埼玉県桶川市立朝日小学校 栄養教諭・杉本眞吾

家庭料理のメニューは、作り手のその日の気分で変わるものです。食べたいものをイメージして食材を用意して料理する場合が多いでしょうが、ときには、家にある食材だけで作る場合もあるでしょう。また、予定していた食材の買い物をしている最中に、料理の予定が変わることも考えられます。外食の場合もメニューを見てオーダーを告げるまで、思案することができます。これらに対し、学校給食は何ヶ月も前から献立を検討した上で実施されるので、食べる側のその日の気分といったものを反映することは非常に難しい、ある意味、特殊な食事といえます。

歴史の変遷重ねる学校給食

学校給食の歴史をひもとくと、始まりは経済的に困窮する家庭の子どもに食事を用意し空腹を満たすことでした。最近では、学校給食は単なる食事ではなく、先生や友達と一緒にする食事をとおして、多くのことを学ぶ教材としての役目も担っています。

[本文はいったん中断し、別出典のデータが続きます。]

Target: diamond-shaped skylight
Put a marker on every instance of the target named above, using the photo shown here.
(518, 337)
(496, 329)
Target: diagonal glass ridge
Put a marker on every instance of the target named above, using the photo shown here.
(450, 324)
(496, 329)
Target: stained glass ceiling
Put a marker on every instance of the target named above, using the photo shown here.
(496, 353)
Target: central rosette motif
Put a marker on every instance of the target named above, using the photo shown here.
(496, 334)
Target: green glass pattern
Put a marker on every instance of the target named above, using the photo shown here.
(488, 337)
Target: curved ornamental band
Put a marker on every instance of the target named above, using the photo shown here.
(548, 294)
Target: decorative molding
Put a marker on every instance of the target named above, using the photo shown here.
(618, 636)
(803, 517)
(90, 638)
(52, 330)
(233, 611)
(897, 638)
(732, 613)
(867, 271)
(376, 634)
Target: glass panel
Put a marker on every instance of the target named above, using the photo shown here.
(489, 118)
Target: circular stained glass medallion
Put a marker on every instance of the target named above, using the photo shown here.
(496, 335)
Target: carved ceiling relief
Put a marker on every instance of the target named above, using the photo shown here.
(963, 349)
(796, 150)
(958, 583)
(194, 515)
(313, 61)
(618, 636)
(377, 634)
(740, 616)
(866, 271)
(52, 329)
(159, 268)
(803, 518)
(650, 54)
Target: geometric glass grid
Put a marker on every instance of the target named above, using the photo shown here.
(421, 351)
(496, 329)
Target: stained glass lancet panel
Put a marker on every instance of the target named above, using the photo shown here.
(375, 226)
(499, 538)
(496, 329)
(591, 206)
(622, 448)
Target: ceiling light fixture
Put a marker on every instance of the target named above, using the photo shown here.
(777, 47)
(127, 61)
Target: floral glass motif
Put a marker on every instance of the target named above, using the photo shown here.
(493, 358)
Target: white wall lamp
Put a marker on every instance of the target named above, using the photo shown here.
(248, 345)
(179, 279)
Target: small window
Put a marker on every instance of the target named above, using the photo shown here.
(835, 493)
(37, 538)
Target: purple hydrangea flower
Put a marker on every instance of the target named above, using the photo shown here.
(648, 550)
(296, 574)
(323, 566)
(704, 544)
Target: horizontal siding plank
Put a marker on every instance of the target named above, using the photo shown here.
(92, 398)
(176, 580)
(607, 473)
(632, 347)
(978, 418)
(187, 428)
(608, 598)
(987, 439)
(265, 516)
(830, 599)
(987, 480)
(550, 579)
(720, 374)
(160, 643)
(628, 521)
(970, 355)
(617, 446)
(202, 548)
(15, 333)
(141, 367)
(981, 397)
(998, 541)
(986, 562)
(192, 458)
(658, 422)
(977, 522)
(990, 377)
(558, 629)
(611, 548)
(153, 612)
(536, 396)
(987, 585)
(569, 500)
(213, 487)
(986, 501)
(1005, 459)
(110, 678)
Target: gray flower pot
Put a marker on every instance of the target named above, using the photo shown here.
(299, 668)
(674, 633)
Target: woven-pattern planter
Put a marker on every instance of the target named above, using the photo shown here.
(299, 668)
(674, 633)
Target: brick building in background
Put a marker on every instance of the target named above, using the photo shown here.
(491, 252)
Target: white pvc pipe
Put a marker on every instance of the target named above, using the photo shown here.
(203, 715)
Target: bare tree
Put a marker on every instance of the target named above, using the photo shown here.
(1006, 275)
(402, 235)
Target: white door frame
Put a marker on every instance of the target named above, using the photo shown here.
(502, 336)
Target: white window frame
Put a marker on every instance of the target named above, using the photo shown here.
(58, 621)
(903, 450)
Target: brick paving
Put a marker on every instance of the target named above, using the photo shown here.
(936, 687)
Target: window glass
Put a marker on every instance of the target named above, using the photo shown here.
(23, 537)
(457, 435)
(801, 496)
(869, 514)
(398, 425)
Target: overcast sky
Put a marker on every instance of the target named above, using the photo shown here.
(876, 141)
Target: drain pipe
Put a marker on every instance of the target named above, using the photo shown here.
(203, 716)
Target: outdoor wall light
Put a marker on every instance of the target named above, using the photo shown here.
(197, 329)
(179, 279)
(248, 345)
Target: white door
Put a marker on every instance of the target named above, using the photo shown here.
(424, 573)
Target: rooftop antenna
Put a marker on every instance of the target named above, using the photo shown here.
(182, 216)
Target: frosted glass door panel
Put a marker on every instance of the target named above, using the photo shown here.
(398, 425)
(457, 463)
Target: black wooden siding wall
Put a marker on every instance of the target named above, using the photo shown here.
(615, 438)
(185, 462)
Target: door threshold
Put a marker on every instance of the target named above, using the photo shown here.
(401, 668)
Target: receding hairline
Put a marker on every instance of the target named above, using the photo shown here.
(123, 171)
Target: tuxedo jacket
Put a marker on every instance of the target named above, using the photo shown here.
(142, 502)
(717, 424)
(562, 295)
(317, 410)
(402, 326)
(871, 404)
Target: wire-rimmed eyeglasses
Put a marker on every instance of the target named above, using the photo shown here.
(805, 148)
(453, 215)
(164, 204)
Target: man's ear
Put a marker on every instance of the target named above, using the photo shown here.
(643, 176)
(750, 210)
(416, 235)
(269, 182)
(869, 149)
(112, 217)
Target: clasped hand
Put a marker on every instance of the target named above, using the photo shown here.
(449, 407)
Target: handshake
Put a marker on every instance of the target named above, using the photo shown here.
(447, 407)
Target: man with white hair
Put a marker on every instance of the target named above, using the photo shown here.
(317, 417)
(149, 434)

学校給食が始まって125年、まさに隔世の感があります。

6年間に1度だけ「その日の気分で…」

時代は変わっても、学校給食ではその日の気分で料理を選ぶことはできません。しかし本校では6年生が、しかも6年間でたった1回だけですが、「その日の気分で…」を実感できる日があります。それが「バイキング給食」です。
私はここ数年、この日に主食4品、主菜3品、副菜4品、デザート4種類6品、飲み物3種類5品のメニューを提供しています。コンビニにあるような中華まんの保温機を借り、電磁調理器も駆使して熱々の料理を並べられるよう努めています。

料理の嗜好は十人十色

6年生だけでなく全教職員も一緒に会食できるように調整を行い、いつもより長めの時間を設定してゆったりと食事を楽しめるようにしています。毎年バイキング給食の実施にあたっては、児童に摂取量を算出させ、感想も書かせています。これを見ると、児童が「美味しかった」と答える料理が集中することはありません。嗜好は十人十色だとつくづく感じています。

美味しいことが第一条件

私は日頃、食事は食材の持ち味を生かすこと、なにより美味しいことが第一条件だと思い、それを矜持としてこの仕事をしています。単に児童の好き嫌いに迎合するつもりはありませんが、これからも「美味しい」と支持される給食を作りたいと考えています。